Cognitive Biases: What They Are and How They Explain the Way Our Brain Works
Understanding what cognitive biases are is essential for navigating the world around us better and for designing new experiences.
Did you know that 95% of cognitive biases happen without us being aware?
They can be understood as shortcuts our brain uses to process the information around us.
Sometimes these shortcuts are not good and lead us to process information incorrectly, which we call judgment distortion.
Currently, more than 188 cognitive biases are known. These deviations or errors can appear in various forms. The most common ones are linked to information processing through shortcuts, distortion in how we store events in our memory, limitations in our brain's processing capacity, social influences, or emotional changes.
Understanding what cognitive biases are is important for us, designers, because we are constantly designing products and services in an era where "dark patterns" are increasing, cognitive load is also rising, and unconscious human error is growing. This is very concerning, especially in hospital environments where human lives can be put at risk.
How can we use this knowledge to our advantage?
Now I have an interesting "twist". Learning about cognitive biases is just as essential for better understanding the people who will use our products and services as it is for understanding our stakeholders!!

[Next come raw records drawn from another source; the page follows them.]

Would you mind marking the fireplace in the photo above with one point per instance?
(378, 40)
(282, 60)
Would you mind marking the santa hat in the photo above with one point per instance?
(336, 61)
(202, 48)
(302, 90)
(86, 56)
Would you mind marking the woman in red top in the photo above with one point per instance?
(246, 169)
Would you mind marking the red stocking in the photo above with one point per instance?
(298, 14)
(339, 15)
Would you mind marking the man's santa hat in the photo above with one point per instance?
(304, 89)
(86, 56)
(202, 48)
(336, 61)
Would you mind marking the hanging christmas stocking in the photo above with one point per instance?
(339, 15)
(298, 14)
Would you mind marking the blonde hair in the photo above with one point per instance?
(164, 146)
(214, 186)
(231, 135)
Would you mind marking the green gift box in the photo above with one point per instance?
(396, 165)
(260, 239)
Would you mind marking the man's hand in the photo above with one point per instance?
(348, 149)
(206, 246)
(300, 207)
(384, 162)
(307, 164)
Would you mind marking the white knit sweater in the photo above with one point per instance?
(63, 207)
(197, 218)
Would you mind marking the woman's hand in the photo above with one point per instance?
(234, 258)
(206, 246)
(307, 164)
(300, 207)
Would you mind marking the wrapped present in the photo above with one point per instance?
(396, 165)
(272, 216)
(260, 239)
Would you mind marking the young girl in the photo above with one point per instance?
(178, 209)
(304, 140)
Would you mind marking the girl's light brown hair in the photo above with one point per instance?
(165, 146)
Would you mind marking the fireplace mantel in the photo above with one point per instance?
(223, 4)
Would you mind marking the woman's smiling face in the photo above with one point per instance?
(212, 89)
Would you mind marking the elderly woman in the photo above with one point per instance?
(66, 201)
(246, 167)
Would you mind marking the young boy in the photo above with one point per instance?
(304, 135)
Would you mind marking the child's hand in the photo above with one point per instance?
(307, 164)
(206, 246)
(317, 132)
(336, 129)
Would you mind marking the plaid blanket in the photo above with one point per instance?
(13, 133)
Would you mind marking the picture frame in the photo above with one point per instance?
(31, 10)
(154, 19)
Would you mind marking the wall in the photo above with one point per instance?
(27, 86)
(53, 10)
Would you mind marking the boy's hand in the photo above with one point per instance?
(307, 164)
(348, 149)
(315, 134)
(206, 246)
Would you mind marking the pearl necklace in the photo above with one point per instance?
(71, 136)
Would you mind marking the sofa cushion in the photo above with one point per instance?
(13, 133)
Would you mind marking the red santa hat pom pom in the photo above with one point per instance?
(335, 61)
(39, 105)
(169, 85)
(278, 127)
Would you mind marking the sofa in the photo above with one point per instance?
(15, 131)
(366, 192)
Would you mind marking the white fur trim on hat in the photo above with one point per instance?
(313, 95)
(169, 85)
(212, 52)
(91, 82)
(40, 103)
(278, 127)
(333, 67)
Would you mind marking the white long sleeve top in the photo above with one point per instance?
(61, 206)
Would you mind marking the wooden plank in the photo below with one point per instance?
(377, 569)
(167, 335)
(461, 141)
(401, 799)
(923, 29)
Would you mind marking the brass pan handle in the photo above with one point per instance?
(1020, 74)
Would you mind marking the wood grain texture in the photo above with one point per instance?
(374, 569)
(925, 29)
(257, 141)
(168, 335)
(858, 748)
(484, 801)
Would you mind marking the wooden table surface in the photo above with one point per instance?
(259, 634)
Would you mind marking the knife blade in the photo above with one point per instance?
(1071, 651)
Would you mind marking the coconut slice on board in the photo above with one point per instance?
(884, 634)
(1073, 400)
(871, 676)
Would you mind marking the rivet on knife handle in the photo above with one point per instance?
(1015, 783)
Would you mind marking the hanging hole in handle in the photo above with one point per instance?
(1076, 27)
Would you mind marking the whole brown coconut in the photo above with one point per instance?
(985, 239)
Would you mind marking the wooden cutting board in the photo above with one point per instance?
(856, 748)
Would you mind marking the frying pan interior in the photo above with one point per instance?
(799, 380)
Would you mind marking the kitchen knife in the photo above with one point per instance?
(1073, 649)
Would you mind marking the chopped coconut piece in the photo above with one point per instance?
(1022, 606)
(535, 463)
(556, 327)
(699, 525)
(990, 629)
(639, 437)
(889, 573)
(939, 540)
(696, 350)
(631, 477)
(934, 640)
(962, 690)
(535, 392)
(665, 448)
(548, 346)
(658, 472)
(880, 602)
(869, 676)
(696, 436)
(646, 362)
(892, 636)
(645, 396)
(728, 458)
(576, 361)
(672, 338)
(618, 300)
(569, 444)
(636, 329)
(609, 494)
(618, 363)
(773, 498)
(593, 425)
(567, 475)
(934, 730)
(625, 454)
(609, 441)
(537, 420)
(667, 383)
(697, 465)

I would say that a large part of stakeholders make decisions based on the "bias" around them, which often leads us to poor choices when it comes to user experience and thinking more about business objectives than the real value we are delivering. One of those biases could be the Confirmation Bias.
We can therefore use cognitive biases to our advantage to better understand and persuade our stakeholders to make better decisions. At the same time, we can use this knowledge to recognize our own "biases", how to work around them, and logically design and create human-centered experiences.